Domain theory, testing and simulation for labelled Markov processes

  • Franck van Breugel
  • Michael Mislove
  • Joël Ouaknine
  • James Worrell

This paper presents a fundamental study of similarity and bisimilarity for labelled Markov processes (LMPs). The main results characterize similarity as a testing preorder and bisimilarity as a testing equivalence. In general, LMPs are not required to satisfy a finite-branching condition—indeed the state space may be a continuum, with the transitions given by arbitrary probability measures. Nevertheless we show that to characterize bisimilarity it suffices to use finitely-branching labelled trees as tests. Our results involve an interaction between domain theory and measure theory. One of the main technical contributions is to show that a final object in a suitable category of LMPs can be constructed by solving a domain equation D ≅ V ( D ) Act, where V is the probabilistic powerdomain. Given an LMP whose state space is an analytic space, bisimilarity arises as the kernel of the unique map to the final LMP. We also show that the metric for approximate bisimilarity introduced by Desharnais, Gupta, Jagadeesan and Panangaden generates the Lawson topology on the domain D.

TCS Journal 2005 Journal Article

On the final sequence of a finitary set functor

  • James Worrell

A standard construction of the final coalgebra of an endofunctor involves defining a chain of iterates, starting at the final object of the underlying category and successively applying the functor. In this paper we show that, for a finitary set functor, this construction always yields a final coalgebra in ω 2 = ω + ω steps.

TCS Journal 2004 Journal Article

Measuring the probabilistic powerdomain

  • Keye Martin
  • Michael Mislove
  • James Worrell

In this paper we initiate the study of measurements on the probabilistic powerdomain. We show how measurements on an underlying domain naturally extend to its probabilistic powerdomain, so that the kernel of the extension consists of exactly those normalized measures on the kernel of the measurement on the underlying domain. This result is combined with now-standard results from the theory of measurements to obtain a new proof that the fixed point associated with a weakly hyperbolic IFS with probabilities is the unique invariant measure whose support is the attractor of the underlying IFS.

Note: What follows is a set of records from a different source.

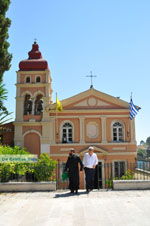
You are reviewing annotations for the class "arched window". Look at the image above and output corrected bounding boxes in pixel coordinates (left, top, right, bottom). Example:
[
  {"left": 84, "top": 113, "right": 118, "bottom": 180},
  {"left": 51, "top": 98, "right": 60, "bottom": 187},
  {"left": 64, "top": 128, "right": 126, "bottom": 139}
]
[
  {"left": 26, "top": 77, "right": 30, "bottom": 83},
  {"left": 34, "top": 94, "right": 43, "bottom": 115},
  {"left": 62, "top": 122, "right": 73, "bottom": 143},
  {"left": 113, "top": 122, "right": 123, "bottom": 142},
  {"left": 24, "top": 94, "right": 33, "bottom": 115},
  {"left": 36, "top": 76, "right": 41, "bottom": 82}
]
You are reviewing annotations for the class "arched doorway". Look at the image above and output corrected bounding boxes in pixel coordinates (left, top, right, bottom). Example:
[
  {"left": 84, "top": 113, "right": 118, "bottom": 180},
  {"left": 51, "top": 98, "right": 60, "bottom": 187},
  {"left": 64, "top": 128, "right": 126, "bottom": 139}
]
[{"left": 24, "top": 132, "right": 41, "bottom": 156}]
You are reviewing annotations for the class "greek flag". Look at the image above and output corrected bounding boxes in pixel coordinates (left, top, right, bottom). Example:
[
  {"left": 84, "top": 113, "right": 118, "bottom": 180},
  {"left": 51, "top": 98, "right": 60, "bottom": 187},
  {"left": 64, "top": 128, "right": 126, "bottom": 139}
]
[{"left": 129, "top": 98, "right": 139, "bottom": 120}]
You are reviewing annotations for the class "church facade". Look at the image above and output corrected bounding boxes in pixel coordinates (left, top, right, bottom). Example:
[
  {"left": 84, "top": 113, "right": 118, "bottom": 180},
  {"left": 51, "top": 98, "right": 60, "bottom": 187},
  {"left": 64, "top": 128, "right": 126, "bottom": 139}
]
[{"left": 14, "top": 42, "right": 137, "bottom": 187}]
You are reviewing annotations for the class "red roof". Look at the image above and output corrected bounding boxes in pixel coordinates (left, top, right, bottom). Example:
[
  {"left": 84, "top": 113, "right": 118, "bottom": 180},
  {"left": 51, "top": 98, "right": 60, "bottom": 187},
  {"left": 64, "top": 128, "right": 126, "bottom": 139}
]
[{"left": 19, "top": 42, "right": 48, "bottom": 71}]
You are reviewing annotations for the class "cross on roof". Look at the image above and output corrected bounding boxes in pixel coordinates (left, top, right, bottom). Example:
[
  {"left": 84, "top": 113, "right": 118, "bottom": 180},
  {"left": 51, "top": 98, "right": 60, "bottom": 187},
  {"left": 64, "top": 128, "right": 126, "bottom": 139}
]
[{"left": 86, "top": 71, "right": 97, "bottom": 89}]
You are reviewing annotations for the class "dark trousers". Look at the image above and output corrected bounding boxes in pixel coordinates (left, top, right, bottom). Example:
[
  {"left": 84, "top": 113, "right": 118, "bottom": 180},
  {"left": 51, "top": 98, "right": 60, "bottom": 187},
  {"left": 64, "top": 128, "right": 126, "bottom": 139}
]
[{"left": 84, "top": 167, "right": 95, "bottom": 190}]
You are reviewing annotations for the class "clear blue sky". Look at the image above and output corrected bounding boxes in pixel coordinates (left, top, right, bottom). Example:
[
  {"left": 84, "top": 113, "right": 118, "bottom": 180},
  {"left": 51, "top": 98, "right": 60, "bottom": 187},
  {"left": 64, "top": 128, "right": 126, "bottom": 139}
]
[{"left": 4, "top": 0, "right": 150, "bottom": 143}]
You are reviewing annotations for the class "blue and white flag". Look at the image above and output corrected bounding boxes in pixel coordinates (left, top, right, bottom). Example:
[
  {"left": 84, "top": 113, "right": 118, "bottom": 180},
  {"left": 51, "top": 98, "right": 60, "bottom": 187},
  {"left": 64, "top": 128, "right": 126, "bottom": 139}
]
[{"left": 129, "top": 98, "right": 139, "bottom": 120}]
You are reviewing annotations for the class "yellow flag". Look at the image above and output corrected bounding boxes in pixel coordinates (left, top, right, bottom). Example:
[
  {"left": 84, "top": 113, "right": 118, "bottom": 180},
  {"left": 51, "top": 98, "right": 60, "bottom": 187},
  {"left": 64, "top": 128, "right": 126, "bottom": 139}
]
[{"left": 56, "top": 97, "right": 62, "bottom": 111}]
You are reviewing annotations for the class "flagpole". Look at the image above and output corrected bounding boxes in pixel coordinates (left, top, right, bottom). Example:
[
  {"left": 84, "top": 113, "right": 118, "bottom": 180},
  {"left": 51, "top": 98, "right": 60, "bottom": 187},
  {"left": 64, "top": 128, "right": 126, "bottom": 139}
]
[{"left": 55, "top": 92, "right": 59, "bottom": 143}]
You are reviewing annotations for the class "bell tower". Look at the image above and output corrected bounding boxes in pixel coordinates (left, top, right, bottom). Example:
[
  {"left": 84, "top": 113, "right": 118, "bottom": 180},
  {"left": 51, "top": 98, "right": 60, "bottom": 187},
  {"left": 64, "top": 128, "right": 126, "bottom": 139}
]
[{"left": 14, "top": 41, "right": 52, "bottom": 154}]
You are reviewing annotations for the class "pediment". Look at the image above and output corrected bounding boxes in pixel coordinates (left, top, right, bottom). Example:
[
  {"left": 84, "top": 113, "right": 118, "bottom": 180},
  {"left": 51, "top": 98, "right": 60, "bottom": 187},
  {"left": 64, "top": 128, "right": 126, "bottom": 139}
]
[
  {"left": 66, "top": 96, "right": 119, "bottom": 109},
  {"left": 47, "top": 89, "right": 129, "bottom": 110},
  {"left": 62, "top": 89, "right": 129, "bottom": 110},
  {"left": 79, "top": 146, "right": 108, "bottom": 156}
]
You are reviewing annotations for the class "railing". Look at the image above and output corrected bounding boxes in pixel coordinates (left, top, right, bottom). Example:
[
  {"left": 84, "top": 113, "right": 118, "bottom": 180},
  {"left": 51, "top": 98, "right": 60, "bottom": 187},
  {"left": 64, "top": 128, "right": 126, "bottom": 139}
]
[
  {"left": 95, "top": 161, "right": 150, "bottom": 189},
  {"left": 0, "top": 163, "right": 57, "bottom": 185}
]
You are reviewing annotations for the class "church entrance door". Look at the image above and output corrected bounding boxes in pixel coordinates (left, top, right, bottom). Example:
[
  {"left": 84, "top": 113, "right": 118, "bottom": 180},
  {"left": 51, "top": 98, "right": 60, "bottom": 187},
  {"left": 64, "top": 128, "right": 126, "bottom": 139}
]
[{"left": 94, "top": 162, "right": 102, "bottom": 189}]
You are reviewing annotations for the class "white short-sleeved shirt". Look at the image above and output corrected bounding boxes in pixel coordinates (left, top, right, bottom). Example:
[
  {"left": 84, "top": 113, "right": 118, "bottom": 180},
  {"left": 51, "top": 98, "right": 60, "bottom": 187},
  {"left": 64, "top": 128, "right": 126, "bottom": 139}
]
[{"left": 83, "top": 153, "right": 98, "bottom": 168}]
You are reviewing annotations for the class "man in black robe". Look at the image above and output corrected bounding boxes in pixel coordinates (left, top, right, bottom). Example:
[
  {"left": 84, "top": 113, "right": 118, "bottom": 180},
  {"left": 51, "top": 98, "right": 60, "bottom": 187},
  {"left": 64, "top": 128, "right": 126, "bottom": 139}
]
[{"left": 65, "top": 148, "right": 83, "bottom": 194}]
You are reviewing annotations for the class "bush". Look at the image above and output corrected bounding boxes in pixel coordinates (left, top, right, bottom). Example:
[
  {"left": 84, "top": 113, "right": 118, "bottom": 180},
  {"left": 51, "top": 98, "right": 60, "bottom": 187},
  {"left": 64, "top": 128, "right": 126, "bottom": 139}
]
[
  {"left": 0, "top": 145, "right": 31, "bottom": 155},
  {"left": 0, "top": 146, "right": 57, "bottom": 182}
]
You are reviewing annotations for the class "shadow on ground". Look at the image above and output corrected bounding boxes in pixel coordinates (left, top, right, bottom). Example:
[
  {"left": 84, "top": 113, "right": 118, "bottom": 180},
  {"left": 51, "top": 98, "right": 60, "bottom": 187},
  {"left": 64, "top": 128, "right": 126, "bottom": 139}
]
[{"left": 54, "top": 191, "right": 87, "bottom": 198}]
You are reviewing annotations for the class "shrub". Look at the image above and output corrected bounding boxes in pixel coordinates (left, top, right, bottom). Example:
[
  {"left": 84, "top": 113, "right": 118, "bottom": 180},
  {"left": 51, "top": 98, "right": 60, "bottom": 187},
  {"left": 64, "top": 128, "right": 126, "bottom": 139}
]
[
  {"left": 0, "top": 146, "right": 57, "bottom": 182},
  {"left": 34, "top": 153, "right": 57, "bottom": 181},
  {"left": 0, "top": 145, "right": 31, "bottom": 155},
  {"left": 0, "top": 163, "right": 15, "bottom": 182}
]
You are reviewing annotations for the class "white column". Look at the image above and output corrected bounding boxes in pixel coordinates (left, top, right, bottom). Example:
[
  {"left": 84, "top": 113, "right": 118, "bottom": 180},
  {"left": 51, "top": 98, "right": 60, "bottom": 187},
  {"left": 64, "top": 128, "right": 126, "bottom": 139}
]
[
  {"left": 31, "top": 98, "right": 35, "bottom": 115},
  {"left": 16, "top": 97, "right": 24, "bottom": 121},
  {"left": 101, "top": 116, "right": 107, "bottom": 143},
  {"left": 130, "top": 119, "right": 136, "bottom": 143},
  {"left": 80, "top": 117, "right": 85, "bottom": 144}
]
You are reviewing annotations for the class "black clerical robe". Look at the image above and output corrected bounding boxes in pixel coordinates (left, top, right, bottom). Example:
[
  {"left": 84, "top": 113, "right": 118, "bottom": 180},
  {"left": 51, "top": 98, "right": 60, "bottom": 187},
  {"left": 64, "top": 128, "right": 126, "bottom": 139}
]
[{"left": 65, "top": 154, "right": 83, "bottom": 191}]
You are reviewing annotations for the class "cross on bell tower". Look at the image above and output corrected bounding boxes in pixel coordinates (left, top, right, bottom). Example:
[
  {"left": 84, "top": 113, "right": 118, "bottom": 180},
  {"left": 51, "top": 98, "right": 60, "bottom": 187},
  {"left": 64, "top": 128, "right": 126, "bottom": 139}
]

TCS Journal 2001 Journal Article

On the structure of categories of coalgebras

  • Peter Johnstone
  • John Power
  • Toru Tsujishita
  • Hiroshi Watanabe
  • James Worrell

Consideration of categories of transition systems and related constructions leads to the study of categories of F-coalgebras, where F is an endofunctor of the category of sets, or of some more general ‘set-like’ category. It is fairly well known that if E is a topos and F: E→E preserves pullbacks and generates a cofree comonad, then the category of F-coalgebras is a topos. Unfortunately, in most of the examples of interest in computer science, the endofunctor F does not preserve pullbacks, though it comes close to doing so. In this paper we investigate what can be said about the category of coalgebras under various weakenings of the hypothesis that F preserves pullbacks. It turns out that almost all the elementary properties of a topos, except for effectiveness of equivalence relations, are still inherited by the category of coalgebras; and the latter can be recovered by embedding the category in its effective completion. However, we also show that, in the particular cases of greatest interest, the category of coalgebras is not itself a topos.